Nutrition and Economics

Nutrition is a strange science, if science is the right word for it. It acts like a science. It has hypotheses and experiments and studies. There are nutritionists who make a living studying nutrition. They write peer reviewed articles about nutrition. It feels very scientific.

But there’s a problem. Nothing appears to be certain in nutrition. In a sense, that shouldn’t be a big deal. All scientific knowledge is provisional in that it is only true to the extent that no one has found a better explanation yet. The classic example is the way Newton’s theory of gravity was true until Einstein’s theory of relativity improved it.

Unfortunately, that’s not the way nutrition is uncertain. With nutrition, if you want a vegan diet to be healthy, there’s a study that shows that. And if you want a carnivorous diet to be healthy, there’s a study that shows that, too. According to some studies, fat is good for you, while there are others that show that fat is bad for you. A few of the diets out there are Keto, Paleo, Atkins, Weight Watchers, and The Zone. They are all backed by “science”, but say quite different things. It’s really confusing for those of us who aren’t nutritionists.

Economics is almost the same as nutrition. It acts like a science. Economics has hypotheses, experiments, and studies. There’s even a Nobel Prize in economics. But, like nutrition, you can find an economic paper that will prove anything you want to prove. Some studies show that planned economies are better. Others show that they are worse. There have been tons of papers showing the benefits of the free market. There have also been tons of papers showing the damage done by free markets. Libertarians have their defenders and communists have theirs. Pure capitalism, pure socialism, and mixed economies are all backed by “science”. What is a non-economist to do?

In most sciences, there are standards and norms that keep the truly bizarre theories in check. There’s just no way a physics journal would accept a study that shows the accuracy of astrology. A medical journal would never accept a paper that shows that illness is caused by an imbalance of the humors. With nutrition and economics, there don’t seem to be any similar types of standards or norms.

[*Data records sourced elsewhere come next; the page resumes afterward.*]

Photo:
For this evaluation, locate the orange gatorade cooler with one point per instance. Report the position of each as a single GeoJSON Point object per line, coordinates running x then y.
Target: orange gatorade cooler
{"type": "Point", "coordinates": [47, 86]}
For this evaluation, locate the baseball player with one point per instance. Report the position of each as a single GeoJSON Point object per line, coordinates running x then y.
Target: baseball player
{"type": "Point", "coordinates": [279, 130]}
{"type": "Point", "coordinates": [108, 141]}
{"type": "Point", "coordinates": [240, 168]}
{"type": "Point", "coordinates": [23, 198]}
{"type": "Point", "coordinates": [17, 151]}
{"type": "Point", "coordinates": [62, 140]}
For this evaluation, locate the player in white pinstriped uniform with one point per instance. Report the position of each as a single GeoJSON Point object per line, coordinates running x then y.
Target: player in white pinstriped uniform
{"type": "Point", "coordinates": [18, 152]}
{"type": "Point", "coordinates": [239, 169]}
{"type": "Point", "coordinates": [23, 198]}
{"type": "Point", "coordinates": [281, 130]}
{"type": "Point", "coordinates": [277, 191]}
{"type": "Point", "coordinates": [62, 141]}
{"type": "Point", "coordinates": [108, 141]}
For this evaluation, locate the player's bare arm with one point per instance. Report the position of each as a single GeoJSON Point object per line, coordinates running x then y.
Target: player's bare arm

What else explains the studies that show that alcohol is healthy or that trickle down economics works? It feels like anything goes.

This isn’t just a problem for people who desire the truth, it’s a problem for everyone. But, it’s more of a problem with economics. With nutrition, we’ve been eating for millennia. Evolution has made us in a way where we know what to eat all on our own. That’s not to say that people always eat what they should. But it means that common sense tells us which is the healthier option between an apple and a candy bar. We don’t need a scientist to enlighten us. With economics, we don’t have any equivalent kinds of instincts. Common sense won’t tell us what to do in a Prisoner’s Dilemma or how to handle a tragedy of the commons situation. We do rely on experts to help guide us, but those experts don’t seem to be able to come to a consensus.

This is how it appears to outsiders. I am willing to give these two disciplines the benefit of the doubt. Perhaps there is a lot of consensus within nutrition and economics. If that’s the case, they both have a communication problem. We don’t get to see an accurate picture of either of them. It seems to be a problem with the press. The press is only interested in gathering as large an audience as possible. So they only report on the findings that are likely to get clicks rather than the findings that reveal something true. It gives an outsized voice to the sensational and those views that align with the press’ corporate owners’ agenda. We are all worse off for it.